No culto aos ancestrais, Mestre Didi teve iniciação aos 08 (oito) anos de idade. É, também,

muito conhecida, a narrativa de como Mestre Didi foi tão cedo iniciado no culto aos mortos, ao ancestral,

ao pai morto: Babá Egum. Acometido de uma enfermidade, sua mãe o levou para a ilha de Itaparica em

1925 em busca da cura. Caso não tivesse consciência ancestral, Mãe Senhora, filha do orixá Oxum, não

teria levado o único filho para curar-se no culto aos mortos. O fato é que Mestre Didi viveu mais 87

(oitenta e sete) anos, pois falecera em 06 de outubro de 2013 por causas naturais. Em 1925 na llha de

Itaparica, o título que receberá foi Kori Kowê Olukotun, o Escrivão de Babá Olukotum, um ancestral que

em vida foi filho de Oxalá.

No Ilê Olukotum, Tuntun, na ilha de Itaparica, Babá Olukotum já havia prenunciado a existência

de um escritor com apenas 08 (oito) anos de idade, que lançaria sua primeira obra em 1946, 21 (vinte e

um) anos depois. Seu primeiro livro, até hoje, é objeto de estudos por linguistas, historiadores, críticos da

literatura e da cultura, além de curiosos diversos. “Yorubá tal Qual se Fala” é um dicionário-vocabulário

ioruba e português, publicado em sua primeira edição pela editora e livraria Moderna. Mestre Didi

transcendia os limites do uso do jargão religioso na citada língua africana, ele falava iorubá.

Merece um destaque especial e em separado a contribuição de Mestre Didi para uma dos grandes

sucessos da música popular brasileira, a canção Babá Alapalá de autoria de Gilberto Gil.

Como educador, inspirado nos dizeres de Mãe Aninha sobre ver os filhos “[...] de anel do dedo

aos pés de Xangô” o Mestre cria a Mini comunidade Obá Biyi, situada dentro do Ilê Axé Opô Afonjá.
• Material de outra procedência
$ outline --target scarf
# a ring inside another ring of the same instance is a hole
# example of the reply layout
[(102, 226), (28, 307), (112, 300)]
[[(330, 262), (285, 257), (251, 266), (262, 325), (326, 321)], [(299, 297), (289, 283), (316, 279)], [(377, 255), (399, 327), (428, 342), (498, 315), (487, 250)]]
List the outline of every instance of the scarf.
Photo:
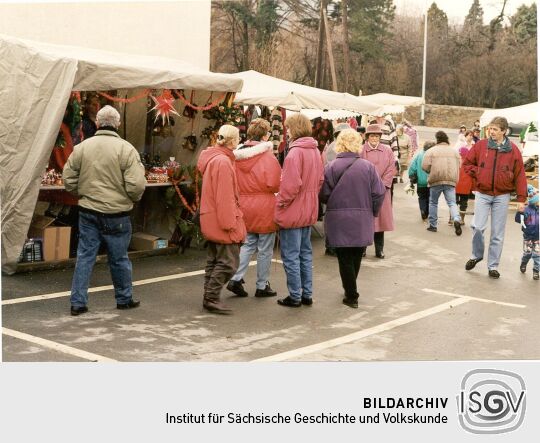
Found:
[(498, 149), (500, 152), (510, 152), (512, 150), (512, 145), (510, 144), (508, 137), (504, 137), (501, 144), (497, 144), (497, 142), (490, 137), (488, 139), (488, 149)]

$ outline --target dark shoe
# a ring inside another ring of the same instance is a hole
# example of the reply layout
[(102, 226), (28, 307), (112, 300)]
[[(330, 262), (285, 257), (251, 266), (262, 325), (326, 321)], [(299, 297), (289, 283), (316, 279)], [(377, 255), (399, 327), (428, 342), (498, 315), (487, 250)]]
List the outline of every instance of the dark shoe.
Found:
[(533, 280), (538, 280), (540, 277), (538, 277), (538, 271), (533, 270)]
[(264, 289), (257, 289), (255, 291), (255, 297), (275, 297), (276, 295), (277, 292), (270, 287), (269, 282), (266, 282), (266, 286)]
[(366, 256), (366, 250), (364, 249), (364, 252), (362, 252), (362, 257)]
[(465, 270), (470, 271), (473, 269), (477, 263), (481, 262), (481, 258), (471, 258), (467, 263), (465, 263)]
[(345, 297), (343, 299), (343, 304), (347, 305), (349, 308), (358, 309), (358, 300)]
[(75, 306), (71, 307), (71, 315), (81, 315), (85, 312), (88, 312), (88, 308), (86, 306), (80, 306), (76, 308)]
[(452, 216), (448, 219), (448, 226), (452, 226), (454, 224), (454, 220), (452, 220)]
[(426, 231), (429, 231), (429, 232), (437, 232), (437, 228), (436, 228), (435, 226), (429, 225), (428, 228), (426, 229)]
[(488, 275), (491, 278), (499, 278), (501, 276), (501, 274), (499, 274), (499, 271), (497, 271), (496, 269), (490, 269)]
[(384, 258), (384, 252), (383, 252), (383, 251), (377, 251), (377, 252), (375, 252), (375, 257), (377, 257), (377, 258)]
[[(519, 265), (519, 270), (521, 271), (522, 274), (525, 274), (525, 272), (527, 272), (527, 264), (521, 263), (521, 265)], [(534, 270), (533, 270), (533, 273), (534, 273)]]
[(233, 312), (231, 308), (219, 300), (204, 300), (203, 308), (212, 314), (230, 315)]
[(135, 309), (135, 308), (138, 308), (140, 304), (141, 304), (140, 301), (135, 301), (132, 299), (127, 303), (117, 303), (116, 309)]
[(428, 215), (425, 212), (420, 211), (420, 217), (422, 217), (422, 220), (427, 220)]
[(304, 306), (311, 306), (313, 304), (313, 299), (311, 297), (302, 297), (302, 304)]
[(248, 293), (242, 286), (242, 281), (229, 280), (227, 284), (227, 290), (231, 291), (234, 295), (238, 297), (247, 297)]
[(281, 298), (277, 302), (278, 305), (288, 306), (289, 308), (299, 308), (302, 305), (302, 302), (296, 301), (291, 297)]
[(456, 235), (459, 237), (461, 235), (461, 223), (458, 221), (454, 221), (454, 231), (456, 231)]

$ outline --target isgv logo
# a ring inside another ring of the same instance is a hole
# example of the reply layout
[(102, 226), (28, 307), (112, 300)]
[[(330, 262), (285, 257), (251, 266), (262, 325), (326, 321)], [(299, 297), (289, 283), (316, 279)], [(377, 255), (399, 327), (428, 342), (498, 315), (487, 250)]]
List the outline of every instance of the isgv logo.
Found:
[(475, 369), (461, 382), (457, 396), (459, 423), (474, 434), (502, 434), (517, 429), (525, 418), (525, 382), (518, 374)]

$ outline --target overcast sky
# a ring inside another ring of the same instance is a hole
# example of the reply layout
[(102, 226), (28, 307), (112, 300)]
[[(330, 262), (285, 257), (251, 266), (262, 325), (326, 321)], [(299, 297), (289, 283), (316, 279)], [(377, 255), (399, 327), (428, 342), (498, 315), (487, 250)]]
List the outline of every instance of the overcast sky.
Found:
[[(434, 0), (394, 0), (396, 12), (403, 15), (420, 15), (424, 8), (433, 3)], [(463, 19), (469, 12), (473, 0), (436, 0), (437, 6), (446, 12), (446, 15), (456, 21)], [(535, 3), (534, 0), (508, 0), (504, 9), (505, 15), (513, 15), (519, 6)], [(501, 12), (503, 0), (480, 0), (480, 5), (484, 9), (484, 22), (487, 24), (492, 18)]]

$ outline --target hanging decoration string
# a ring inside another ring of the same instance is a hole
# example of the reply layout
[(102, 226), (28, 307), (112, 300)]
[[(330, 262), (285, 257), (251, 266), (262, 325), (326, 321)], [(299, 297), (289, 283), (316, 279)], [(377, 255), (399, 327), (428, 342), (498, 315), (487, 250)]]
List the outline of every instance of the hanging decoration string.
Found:
[[(215, 108), (217, 105), (219, 105), (224, 99), (225, 97), (227, 97), (227, 92), (225, 92), (221, 97), (219, 97), (218, 99), (214, 100), (212, 103), (209, 103), (208, 105), (205, 105), (205, 106), (197, 106), (197, 105), (194, 105), (193, 103), (191, 103), (184, 95), (184, 91), (182, 91), (181, 89), (174, 89), (173, 91), (173, 95), (181, 100), (182, 102), (184, 102), (184, 104), (186, 106), (189, 106), (190, 108), (193, 108), (195, 109), (196, 111), (208, 111), (209, 109), (212, 109), (212, 108)], [(210, 95), (211, 96), (211, 95)]]
[(141, 98), (148, 97), (150, 92), (150, 89), (145, 89), (140, 94), (134, 95), (133, 97), (129, 98), (115, 97), (113, 95), (107, 94), (106, 92), (98, 92), (98, 94), (102, 97), (105, 97), (107, 100), (111, 100), (116, 103), (133, 103), (137, 100), (140, 100)]
[(172, 184), (174, 186), (174, 189), (176, 193), (178, 194), (178, 197), (180, 198), (180, 201), (184, 205), (184, 207), (191, 213), (191, 215), (195, 215), (195, 212), (197, 212), (197, 208), (200, 205), (200, 196), (199, 196), (199, 170), (195, 172), (195, 201), (192, 205), (190, 205), (186, 198), (182, 195), (182, 192), (180, 191), (180, 188), (178, 187), (178, 184), (180, 183), (180, 180), (172, 180)]

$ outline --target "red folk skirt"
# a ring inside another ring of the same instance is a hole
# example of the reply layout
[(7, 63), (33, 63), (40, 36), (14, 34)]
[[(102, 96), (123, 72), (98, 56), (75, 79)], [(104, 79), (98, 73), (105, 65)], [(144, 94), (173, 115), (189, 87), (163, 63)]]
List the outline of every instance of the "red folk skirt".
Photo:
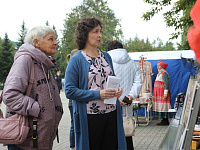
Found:
[(170, 94), (167, 93), (167, 98), (164, 98), (164, 82), (155, 81), (153, 92), (153, 111), (155, 118), (168, 118), (168, 110), (171, 109)]

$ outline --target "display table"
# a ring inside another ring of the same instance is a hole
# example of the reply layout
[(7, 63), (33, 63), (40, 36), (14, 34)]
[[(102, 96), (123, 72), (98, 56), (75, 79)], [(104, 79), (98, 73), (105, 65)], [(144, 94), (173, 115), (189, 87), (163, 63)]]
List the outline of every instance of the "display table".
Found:
[[(145, 113), (145, 116), (138, 116), (137, 114), (137, 110), (133, 110), (134, 111), (134, 114), (136, 114), (136, 121), (137, 121), (137, 124), (138, 126), (140, 125), (145, 125), (147, 126), (149, 124), (149, 122), (152, 120), (153, 118), (153, 115), (151, 113), (151, 108), (152, 108), (152, 97), (150, 98), (144, 98), (144, 97), (140, 97), (140, 98), (136, 98), (134, 101), (137, 101), (140, 103), (140, 107), (143, 107), (144, 108), (144, 113)], [(134, 103), (134, 102), (133, 102)], [(146, 121), (146, 124), (139, 124), (139, 120), (145, 120)]]
[(173, 116), (173, 118), (175, 118), (175, 115), (176, 115), (177, 111), (176, 111), (176, 109), (169, 109), (168, 113), (170, 113), (171, 116)]

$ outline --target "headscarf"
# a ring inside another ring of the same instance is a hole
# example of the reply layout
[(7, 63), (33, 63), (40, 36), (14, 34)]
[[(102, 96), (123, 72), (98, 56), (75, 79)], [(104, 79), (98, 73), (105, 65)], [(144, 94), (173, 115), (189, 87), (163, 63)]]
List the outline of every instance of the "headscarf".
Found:
[(168, 66), (168, 64), (162, 62), (161, 60), (158, 62), (158, 64), (159, 64), (163, 69), (167, 68), (167, 66)]
[(190, 48), (194, 51), (198, 62), (200, 62), (200, 0), (197, 0), (190, 16), (194, 25), (189, 28), (187, 37)]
O

projeto da Mini comunidade Obá Biyi deixou frutos, mas teve seu desenvolvimento de 1976 a 1986.

Com o brevíssimo histórico, fica fácil compreender as razões pelas quais parte significativa da

intelectualidade brasileira e internacional quer transformar o ano dos 100 anos de nascimento de Mestre

Didi em um conjunto de comemorações e agradecimentos.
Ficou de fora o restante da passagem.